Dzień zaczął się jak każdy inny na Zamku Książ w Wałbrzychu, ale około godziny 14.00 doszło do zdarzenia, które przyniosło tragiczne konsekwencje. W tych malowniczych, historycznych murach, pełniących dziś funkcję atrakcji turystycznej, rozegrała się prawdziwa tragedia.
Pierwsze doniesienia sugerują, że jeden z pracowników zamku stał się ofiarą nieszczęśliwego wypadku. Według wstępnych ustaleń, mężczyzna został przygnieciony przez meble przechowywane w jednym z pomieszczeń zamkowych. Wydaje się prawdopodobne, że przebywał w tym pomieszczeniu w momencie zaistniałego zdarzenia.
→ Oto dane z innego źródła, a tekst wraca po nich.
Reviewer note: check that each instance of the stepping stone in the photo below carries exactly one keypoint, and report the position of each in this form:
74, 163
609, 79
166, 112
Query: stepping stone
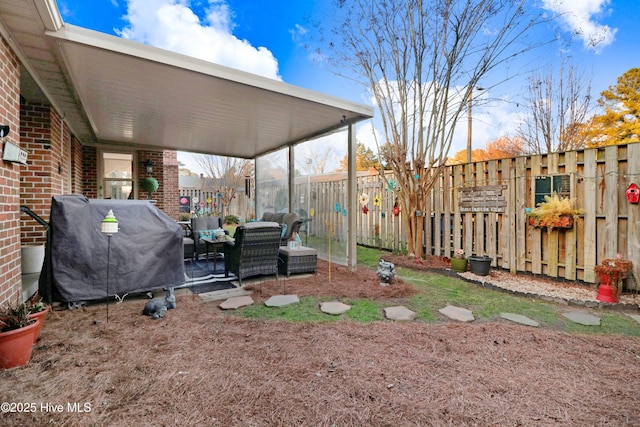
334, 307
635, 317
519, 318
400, 313
236, 302
582, 318
457, 313
281, 300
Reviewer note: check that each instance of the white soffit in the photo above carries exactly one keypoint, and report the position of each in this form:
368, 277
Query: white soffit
138, 95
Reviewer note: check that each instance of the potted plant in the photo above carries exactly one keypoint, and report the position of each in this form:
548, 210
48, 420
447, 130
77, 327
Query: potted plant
16, 335
37, 310
480, 265
459, 262
611, 274
149, 184
554, 212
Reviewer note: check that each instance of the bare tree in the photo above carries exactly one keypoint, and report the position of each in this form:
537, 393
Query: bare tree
556, 106
228, 174
421, 60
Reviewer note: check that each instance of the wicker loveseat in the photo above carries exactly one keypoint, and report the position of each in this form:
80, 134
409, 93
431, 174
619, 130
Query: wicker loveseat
290, 223
254, 250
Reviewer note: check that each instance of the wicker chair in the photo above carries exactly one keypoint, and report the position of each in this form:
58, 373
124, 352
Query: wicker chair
199, 224
254, 251
291, 220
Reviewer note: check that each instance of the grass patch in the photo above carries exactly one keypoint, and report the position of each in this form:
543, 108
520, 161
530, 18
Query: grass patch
436, 291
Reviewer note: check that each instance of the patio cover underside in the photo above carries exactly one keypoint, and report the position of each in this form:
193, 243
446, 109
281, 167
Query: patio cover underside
112, 91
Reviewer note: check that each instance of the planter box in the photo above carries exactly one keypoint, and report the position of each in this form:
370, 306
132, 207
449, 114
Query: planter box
480, 265
565, 221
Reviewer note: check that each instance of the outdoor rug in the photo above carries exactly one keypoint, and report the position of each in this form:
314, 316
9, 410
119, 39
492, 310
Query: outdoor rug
200, 278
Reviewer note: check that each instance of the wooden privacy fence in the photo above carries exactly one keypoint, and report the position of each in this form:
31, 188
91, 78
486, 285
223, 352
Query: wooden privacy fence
481, 207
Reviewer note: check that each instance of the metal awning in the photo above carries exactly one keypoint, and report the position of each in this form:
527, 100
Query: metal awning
117, 92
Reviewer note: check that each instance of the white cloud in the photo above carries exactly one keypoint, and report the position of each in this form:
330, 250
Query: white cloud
173, 25
580, 18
Na miejsce nieszczęśliwego zdarzenia natychmiast przybyły służby ratunkowe, w tym policja, straż pożarna oraz pogotowie ratunkowe. Mimo podjęcia natychmiastowej akcji reanimacyjnej, nie udało się uratować życia 38-letniego mężczyzny.
Całe zdarzenie jest obecnie przedmiotem śledztwa Prokuratury oraz Państwowej Inspekcji Pracy. Te instytucje zajmą się wyjaśnieniem wszystkich okoliczności tego tragicznego wypadku, aby odpowiedzieć na pytanie, jak doszło do tak nieszczęśliwego zdarzenia.